Schaffen wir den Unterricht ab!

Wie sieht die Schule der Zukunft aus? Eine Schule, die von Schüler*innen und Lehrkräften gerne aufgesucht wird. Eine Schule, in der es Spaß macht, zu lernen.

Die Standortbestimmung zeigt derzeit eher das Gegenteil: Die Lernenden und Lehrenden stehen unter hohem Zeit- und Leistungsdruck. Viele Schulgebäude sind sanierungsbedürftig. Die Lernbedingungen sind alles andere als gut. Hinzu kommen Herausforderungen, die keineswegs neu sind, wie Digitalisierung, Integration und Inklusion, für die es aber noch keine angemessenen und flächendeckenden Antworten im System Schule gibt.

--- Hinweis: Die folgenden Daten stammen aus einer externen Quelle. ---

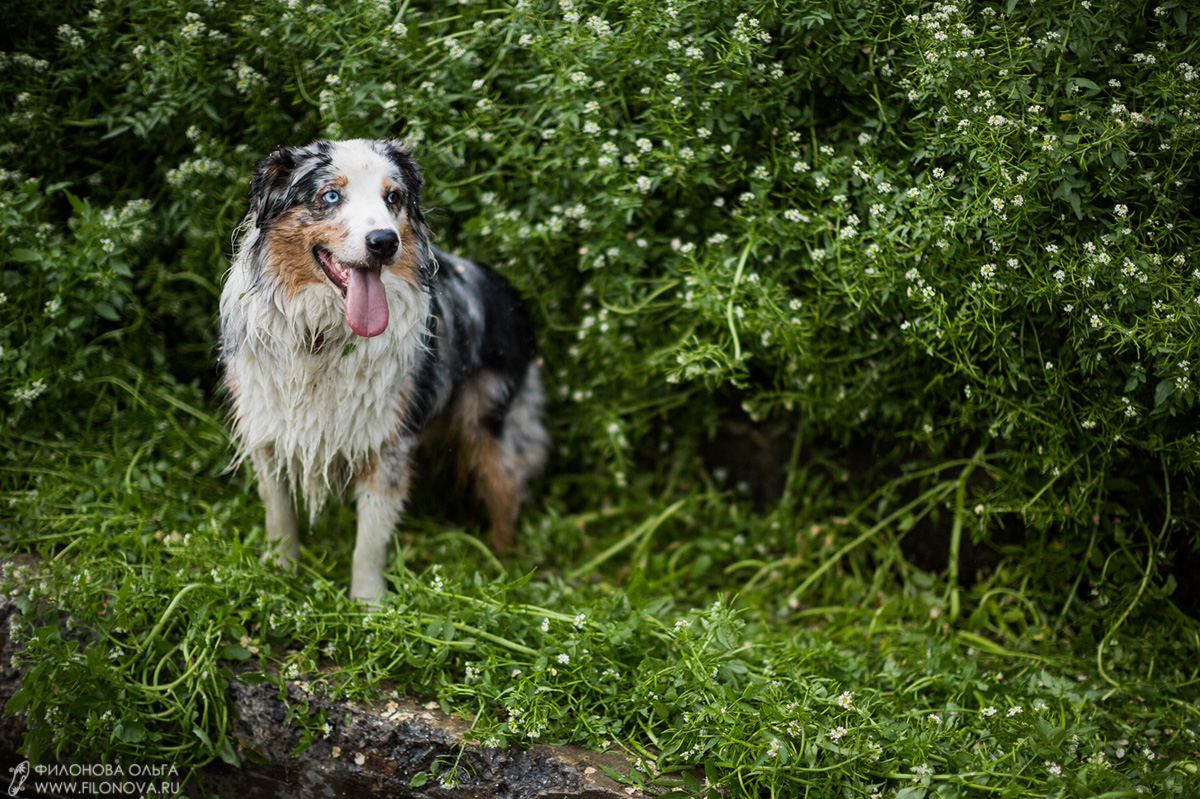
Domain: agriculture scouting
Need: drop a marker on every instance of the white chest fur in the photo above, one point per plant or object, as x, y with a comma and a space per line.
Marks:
319, 397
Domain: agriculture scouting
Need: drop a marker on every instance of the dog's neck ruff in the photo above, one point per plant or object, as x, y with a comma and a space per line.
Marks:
321, 398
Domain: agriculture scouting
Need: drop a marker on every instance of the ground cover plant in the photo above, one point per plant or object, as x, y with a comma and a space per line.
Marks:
869, 330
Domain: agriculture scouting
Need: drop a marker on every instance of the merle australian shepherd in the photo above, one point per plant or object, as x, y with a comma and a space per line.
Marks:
348, 338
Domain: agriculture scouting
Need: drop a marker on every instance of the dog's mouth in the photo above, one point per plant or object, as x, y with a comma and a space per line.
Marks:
361, 287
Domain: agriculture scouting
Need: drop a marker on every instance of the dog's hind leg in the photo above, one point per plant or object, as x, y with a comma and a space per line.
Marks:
282, 528
381, 488
503, 452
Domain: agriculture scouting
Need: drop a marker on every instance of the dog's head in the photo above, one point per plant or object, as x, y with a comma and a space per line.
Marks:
341, 212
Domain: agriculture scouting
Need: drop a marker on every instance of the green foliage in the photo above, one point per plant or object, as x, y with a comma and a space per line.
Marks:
941, 254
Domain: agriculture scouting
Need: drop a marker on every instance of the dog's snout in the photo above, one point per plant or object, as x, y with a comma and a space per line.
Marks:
383, 244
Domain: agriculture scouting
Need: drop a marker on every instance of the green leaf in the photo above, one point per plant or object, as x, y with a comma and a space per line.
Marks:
1163, 391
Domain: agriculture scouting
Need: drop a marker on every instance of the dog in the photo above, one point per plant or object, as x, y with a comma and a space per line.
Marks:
348, 338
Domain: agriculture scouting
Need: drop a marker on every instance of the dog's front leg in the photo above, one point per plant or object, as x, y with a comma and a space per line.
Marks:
282, 528
381, 500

Währenddessen wandeln sich Gesellschaft und Berufswelt in rasantem Tempo. Digitale Technologien werden viele Aufgaben, die bisher von Menschen erledigt wurden, ersetzen. Gleichzeitig werden neue Berufe mit völlig anderen Anforderungen entstehen. Es stellt sich die Frage: Bilden wir junge Menschen noch für die Berufe der Zukunft aus?

Für eine Schule, die das leisten könnte, müssen wir die Perspektive wechseln. Es wäre eine Schule, in der die Lernenden bestimmen, was sie wann und wie lernen. Dafür müssen wir den Unterricht abschaffen!

Können wir ohne Unterricht lernen?

Eine Grenze zu überschreiten oder zu verschieben, bedeutet, die richtige Frage zu stellen. Gehen Kinder ohne Anwesenheitspflicht noch zur Schule? Können wir ohne Klassenzimmer und Stundenplan unterrichten? Können wir ohne Unterricht lernen? Reflexartig kommen uns Einwände in den Sinn. Unsere eigene Erfahrung lässt die relevante Frage überhaupt nicht zu. Es bleibt alles beim Alten, weil wir durch Optimierung nicht mehr weiterkommen. Wir benötigen einen Innovationssprung.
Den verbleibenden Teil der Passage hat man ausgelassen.